Figure 3. Principal Component Analysis (PCA) plots.

The PCA is based on the variables assessed in applications for an Assistant Professorship position at Karolinska Institutet in 2014. The PCAs were created for a visible observation of the relationships between the variables and the scores received on merits by the external reviewers. The loading plot (A) shows the distribution of the variables and the closer together the more related they are. The location of an applicant in a score plot (B–D) corresponds to a high level in variables located at the same location in the loading plot and a low level in variables located at the opposite location through origo in the loading plot. The score plots show the location of the applicants in regard to (B) and ethnicity (C) in relation to the quartiles based on the score of the merits. The research field in relation to the method used in the project is seen in the last plot (D). Abbreviations: A=quartile 1, B= quartile 2, C= quartile 3, D= quartile 4. Int Exp=International Experience, High Imp=High Impact publications, Acad age=Academic age (years from PhD defense), High Rank=Post doc visit at a high ranked university (see Supplementary Table 1), First Auth=First Author publications, Last Auth=Last Author publications, Total Pub=Total number of publications, PI-Grant=Grants received as Principal Investigator, co-PI Gran=Grants received as Co-Principal Investigator, Main sup=Experience as main supervisor, Co-Sup= Experience as co- supervisor, Men KI-aff=Number of Man KI-affiliated researchers associated with the applicants, Women KI-aff=Number of Woman KI-affiliated researchers associated with the applicants. The other abbreviations are found in Supplementary Table 2 and Supplementary Table 3. The online version of Figures 3B–D are interactive. Clicking a data point will highlight individuals that share that variable both within and across score plots. For example, clicking a ‘woman’ data point highlights all women within the Gender score plot and all individuals in the Ethnicity and Research score plots who are women. Double click to reset the plot.
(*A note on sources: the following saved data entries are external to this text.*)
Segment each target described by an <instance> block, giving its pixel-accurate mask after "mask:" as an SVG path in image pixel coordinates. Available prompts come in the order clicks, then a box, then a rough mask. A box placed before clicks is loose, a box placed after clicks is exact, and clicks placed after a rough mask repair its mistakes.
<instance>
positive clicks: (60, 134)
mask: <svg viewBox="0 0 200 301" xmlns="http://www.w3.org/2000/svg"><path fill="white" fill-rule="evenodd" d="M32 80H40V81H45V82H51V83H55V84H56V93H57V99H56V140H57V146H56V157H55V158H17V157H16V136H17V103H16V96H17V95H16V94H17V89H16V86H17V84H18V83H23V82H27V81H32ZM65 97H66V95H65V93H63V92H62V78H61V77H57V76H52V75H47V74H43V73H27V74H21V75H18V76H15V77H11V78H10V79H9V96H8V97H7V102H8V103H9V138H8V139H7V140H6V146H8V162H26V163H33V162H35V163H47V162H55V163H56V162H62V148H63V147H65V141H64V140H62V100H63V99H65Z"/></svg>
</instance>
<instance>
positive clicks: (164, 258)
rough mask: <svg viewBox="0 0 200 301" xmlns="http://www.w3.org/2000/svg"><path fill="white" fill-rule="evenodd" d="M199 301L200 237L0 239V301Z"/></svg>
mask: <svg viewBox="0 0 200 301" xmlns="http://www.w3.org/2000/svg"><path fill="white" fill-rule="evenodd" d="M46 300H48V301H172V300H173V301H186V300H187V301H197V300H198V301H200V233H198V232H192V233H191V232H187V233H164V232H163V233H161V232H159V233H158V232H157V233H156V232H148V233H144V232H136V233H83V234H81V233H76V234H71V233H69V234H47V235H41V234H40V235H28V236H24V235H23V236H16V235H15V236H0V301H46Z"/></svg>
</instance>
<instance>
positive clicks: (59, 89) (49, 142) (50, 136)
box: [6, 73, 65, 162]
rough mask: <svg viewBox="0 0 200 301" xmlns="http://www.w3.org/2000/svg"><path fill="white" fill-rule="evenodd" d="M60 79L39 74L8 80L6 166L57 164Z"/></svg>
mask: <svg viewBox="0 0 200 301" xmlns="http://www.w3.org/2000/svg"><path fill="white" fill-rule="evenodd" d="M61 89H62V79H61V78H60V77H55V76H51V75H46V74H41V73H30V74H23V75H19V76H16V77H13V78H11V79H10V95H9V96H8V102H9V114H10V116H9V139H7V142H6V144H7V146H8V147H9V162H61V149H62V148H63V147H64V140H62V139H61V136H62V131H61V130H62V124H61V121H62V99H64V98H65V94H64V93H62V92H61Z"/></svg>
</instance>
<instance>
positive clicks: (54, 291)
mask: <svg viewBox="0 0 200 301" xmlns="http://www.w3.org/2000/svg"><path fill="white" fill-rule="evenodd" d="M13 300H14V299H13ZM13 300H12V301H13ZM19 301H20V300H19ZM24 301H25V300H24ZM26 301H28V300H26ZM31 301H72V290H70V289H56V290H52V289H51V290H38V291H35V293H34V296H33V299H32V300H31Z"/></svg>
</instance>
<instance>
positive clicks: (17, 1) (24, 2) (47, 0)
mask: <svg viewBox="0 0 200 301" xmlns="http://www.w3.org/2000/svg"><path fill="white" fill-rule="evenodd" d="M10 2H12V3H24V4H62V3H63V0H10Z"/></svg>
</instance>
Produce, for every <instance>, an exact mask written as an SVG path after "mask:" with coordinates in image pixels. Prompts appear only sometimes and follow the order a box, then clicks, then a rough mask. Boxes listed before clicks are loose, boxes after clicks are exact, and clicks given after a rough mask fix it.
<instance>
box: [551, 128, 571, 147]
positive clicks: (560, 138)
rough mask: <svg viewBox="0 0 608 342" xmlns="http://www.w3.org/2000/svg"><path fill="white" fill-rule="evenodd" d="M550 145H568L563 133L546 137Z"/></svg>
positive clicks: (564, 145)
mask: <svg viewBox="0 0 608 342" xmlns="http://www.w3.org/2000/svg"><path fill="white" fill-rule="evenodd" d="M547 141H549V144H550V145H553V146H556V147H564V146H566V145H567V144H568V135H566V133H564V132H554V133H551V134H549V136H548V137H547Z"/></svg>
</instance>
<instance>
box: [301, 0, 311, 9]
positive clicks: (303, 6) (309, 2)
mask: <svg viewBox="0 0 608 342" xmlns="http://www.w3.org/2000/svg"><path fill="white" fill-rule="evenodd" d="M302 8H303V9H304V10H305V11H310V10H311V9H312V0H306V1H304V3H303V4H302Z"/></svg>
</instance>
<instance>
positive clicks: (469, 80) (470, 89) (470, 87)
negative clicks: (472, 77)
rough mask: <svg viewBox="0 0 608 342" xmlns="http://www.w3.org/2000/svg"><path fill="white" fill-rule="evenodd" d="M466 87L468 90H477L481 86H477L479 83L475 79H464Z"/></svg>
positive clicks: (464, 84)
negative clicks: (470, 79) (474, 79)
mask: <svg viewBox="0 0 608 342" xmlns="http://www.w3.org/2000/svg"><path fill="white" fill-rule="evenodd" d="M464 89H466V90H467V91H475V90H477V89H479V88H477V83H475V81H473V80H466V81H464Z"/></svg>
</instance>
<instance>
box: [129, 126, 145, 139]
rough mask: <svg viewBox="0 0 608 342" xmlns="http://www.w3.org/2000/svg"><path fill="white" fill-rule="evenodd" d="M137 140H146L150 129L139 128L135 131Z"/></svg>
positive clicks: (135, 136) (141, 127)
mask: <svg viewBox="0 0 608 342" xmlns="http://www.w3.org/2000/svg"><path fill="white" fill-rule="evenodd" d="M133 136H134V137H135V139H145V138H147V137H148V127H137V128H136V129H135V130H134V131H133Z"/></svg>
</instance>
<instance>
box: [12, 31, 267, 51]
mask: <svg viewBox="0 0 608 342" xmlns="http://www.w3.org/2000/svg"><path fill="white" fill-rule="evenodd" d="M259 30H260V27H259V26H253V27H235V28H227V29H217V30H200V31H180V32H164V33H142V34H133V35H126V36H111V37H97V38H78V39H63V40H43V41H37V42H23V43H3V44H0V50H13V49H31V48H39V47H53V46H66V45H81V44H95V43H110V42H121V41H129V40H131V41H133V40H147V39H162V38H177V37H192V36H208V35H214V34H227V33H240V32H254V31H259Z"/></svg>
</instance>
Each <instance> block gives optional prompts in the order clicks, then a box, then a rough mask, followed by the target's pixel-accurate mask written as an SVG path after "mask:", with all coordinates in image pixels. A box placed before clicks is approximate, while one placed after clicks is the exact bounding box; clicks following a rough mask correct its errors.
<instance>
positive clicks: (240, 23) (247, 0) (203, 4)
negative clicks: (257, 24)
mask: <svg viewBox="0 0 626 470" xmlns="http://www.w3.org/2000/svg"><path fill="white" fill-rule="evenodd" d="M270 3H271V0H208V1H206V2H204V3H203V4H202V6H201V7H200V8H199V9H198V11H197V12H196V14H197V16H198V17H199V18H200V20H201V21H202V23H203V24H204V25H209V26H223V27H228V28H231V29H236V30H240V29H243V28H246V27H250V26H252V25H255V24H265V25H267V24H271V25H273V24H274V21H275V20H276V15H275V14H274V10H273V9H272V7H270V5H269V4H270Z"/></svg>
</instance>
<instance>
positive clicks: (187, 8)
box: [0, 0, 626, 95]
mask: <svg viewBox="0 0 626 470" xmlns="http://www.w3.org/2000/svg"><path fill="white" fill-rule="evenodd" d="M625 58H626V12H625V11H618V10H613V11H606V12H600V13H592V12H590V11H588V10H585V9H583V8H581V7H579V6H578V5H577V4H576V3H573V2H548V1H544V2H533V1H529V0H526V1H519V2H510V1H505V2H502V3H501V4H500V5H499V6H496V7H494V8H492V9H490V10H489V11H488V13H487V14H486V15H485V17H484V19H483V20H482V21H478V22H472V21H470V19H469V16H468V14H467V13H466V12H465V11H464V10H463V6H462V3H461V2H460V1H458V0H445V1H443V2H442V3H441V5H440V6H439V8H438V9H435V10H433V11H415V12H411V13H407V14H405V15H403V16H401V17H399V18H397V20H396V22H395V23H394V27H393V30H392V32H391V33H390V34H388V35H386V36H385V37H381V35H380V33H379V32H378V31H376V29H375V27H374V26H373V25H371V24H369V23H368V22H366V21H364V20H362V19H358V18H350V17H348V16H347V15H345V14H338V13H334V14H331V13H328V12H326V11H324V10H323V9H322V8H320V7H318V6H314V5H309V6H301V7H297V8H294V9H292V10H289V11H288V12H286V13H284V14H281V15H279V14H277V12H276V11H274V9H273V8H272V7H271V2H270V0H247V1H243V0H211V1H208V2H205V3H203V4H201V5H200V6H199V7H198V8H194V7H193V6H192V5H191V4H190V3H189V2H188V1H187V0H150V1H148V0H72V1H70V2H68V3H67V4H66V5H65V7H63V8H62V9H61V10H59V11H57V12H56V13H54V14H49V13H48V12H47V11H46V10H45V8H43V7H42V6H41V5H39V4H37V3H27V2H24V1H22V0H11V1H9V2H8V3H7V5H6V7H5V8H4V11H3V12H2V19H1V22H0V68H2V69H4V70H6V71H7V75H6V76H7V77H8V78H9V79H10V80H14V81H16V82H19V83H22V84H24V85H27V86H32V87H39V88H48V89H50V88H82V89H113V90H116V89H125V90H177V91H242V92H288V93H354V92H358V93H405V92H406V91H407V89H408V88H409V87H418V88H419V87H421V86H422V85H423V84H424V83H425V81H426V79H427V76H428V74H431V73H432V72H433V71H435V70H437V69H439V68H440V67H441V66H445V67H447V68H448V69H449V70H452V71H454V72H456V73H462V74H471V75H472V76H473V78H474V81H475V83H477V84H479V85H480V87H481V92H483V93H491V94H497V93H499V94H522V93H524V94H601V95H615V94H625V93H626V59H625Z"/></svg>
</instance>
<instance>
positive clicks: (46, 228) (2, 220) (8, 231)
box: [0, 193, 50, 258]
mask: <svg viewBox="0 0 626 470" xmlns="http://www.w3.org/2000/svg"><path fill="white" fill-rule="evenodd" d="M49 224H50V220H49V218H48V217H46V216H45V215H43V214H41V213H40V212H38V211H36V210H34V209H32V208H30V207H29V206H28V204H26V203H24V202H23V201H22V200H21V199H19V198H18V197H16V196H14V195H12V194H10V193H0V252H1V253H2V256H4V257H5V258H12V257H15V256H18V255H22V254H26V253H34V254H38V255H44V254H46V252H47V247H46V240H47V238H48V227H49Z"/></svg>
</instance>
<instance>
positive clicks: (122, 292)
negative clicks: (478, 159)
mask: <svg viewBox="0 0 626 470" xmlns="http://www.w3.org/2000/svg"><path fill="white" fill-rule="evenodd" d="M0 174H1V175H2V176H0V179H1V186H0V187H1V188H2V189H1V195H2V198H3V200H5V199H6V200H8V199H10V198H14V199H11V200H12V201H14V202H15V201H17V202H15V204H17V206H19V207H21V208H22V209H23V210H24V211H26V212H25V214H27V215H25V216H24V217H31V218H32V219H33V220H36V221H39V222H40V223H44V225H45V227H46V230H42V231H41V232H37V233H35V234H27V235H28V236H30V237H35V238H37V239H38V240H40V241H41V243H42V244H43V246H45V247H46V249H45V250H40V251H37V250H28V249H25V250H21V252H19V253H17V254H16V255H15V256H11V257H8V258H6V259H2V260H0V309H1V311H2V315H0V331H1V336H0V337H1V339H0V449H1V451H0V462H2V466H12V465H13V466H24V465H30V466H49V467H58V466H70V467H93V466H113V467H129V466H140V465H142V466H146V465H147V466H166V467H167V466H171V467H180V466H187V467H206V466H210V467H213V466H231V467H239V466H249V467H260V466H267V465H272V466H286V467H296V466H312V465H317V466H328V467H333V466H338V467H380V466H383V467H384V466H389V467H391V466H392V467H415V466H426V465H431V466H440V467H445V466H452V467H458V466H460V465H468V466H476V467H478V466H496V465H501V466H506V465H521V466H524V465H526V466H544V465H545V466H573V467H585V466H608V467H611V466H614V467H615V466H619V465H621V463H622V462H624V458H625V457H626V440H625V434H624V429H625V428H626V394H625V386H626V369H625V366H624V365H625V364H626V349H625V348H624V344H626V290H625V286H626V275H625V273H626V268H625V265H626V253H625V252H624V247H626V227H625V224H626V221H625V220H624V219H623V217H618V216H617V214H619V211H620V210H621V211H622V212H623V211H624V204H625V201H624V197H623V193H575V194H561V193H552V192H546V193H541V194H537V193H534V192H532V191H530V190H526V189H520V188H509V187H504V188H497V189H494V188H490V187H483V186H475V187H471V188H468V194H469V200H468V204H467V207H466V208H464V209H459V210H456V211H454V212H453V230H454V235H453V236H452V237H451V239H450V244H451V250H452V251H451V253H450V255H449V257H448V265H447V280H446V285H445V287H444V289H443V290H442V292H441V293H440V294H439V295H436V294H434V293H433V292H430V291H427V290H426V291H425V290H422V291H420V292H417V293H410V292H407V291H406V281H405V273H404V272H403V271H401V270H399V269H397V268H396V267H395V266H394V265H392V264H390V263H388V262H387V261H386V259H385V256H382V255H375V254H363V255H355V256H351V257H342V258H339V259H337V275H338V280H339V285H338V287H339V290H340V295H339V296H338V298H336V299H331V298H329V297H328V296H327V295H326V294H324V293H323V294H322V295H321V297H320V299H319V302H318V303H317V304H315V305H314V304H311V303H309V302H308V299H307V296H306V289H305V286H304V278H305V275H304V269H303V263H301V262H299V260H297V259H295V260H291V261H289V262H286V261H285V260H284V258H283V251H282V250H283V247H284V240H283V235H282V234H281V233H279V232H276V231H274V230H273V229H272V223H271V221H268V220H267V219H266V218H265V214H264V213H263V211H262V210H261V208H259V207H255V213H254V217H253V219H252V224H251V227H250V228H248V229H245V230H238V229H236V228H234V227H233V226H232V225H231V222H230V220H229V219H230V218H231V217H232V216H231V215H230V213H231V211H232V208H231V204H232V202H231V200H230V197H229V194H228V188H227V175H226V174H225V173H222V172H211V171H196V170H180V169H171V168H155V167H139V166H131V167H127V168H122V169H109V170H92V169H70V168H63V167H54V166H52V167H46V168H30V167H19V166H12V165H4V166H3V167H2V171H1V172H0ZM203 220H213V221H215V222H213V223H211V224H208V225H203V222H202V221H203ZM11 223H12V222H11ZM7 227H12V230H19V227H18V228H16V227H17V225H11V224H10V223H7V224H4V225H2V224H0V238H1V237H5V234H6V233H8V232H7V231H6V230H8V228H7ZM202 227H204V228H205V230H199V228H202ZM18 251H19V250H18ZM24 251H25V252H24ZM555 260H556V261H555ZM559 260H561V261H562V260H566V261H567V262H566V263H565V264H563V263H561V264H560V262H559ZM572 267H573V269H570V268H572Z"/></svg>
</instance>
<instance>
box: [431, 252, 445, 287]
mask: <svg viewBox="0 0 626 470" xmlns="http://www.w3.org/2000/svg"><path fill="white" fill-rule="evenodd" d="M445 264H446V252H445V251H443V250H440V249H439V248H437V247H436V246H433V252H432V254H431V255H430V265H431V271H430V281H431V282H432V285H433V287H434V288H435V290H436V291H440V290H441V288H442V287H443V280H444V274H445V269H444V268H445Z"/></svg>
In the first score plot (Figure 3B), the applicants with the highest total points, Q1 (A), did not form a separate group but were mostly located in the upper right quadrant corresponding to high numbers in citations, h-index and first author publications. The applicants in Q2 (B) were located close to origo in the upper left quadrant corresponding to high impact publications and postdoc visits at high ranked universities, Q3 (C) were spread all over the plot and Q4 (D) were mostly located in the lower left quadrant corresponding to having children.

In the second score plot (Figure 3C), Swedish applicants were not located in a specific square of the PCA. The same was almost true for European applicants with the exception of only one European applicant in the lower right square, corresponding to experience as supervisor and receiver of previous grants. Noteworthy, the three applicants from the Middle East were found in the lower left quadrant, opposite to the quadrant where the highest ranked applicants were found.

In the last score plot, Figure 3D, projects in the research field of cell and molecular biology were found everywhere, although the majority of the applicants from Q1 (A) either had projects or methods in the research field of cell and molecular biology. The most heterogenity of research fields were found in the left upper quadrant corresponding to high impact publications and postdoc visits at high ranked universities in the loading plot.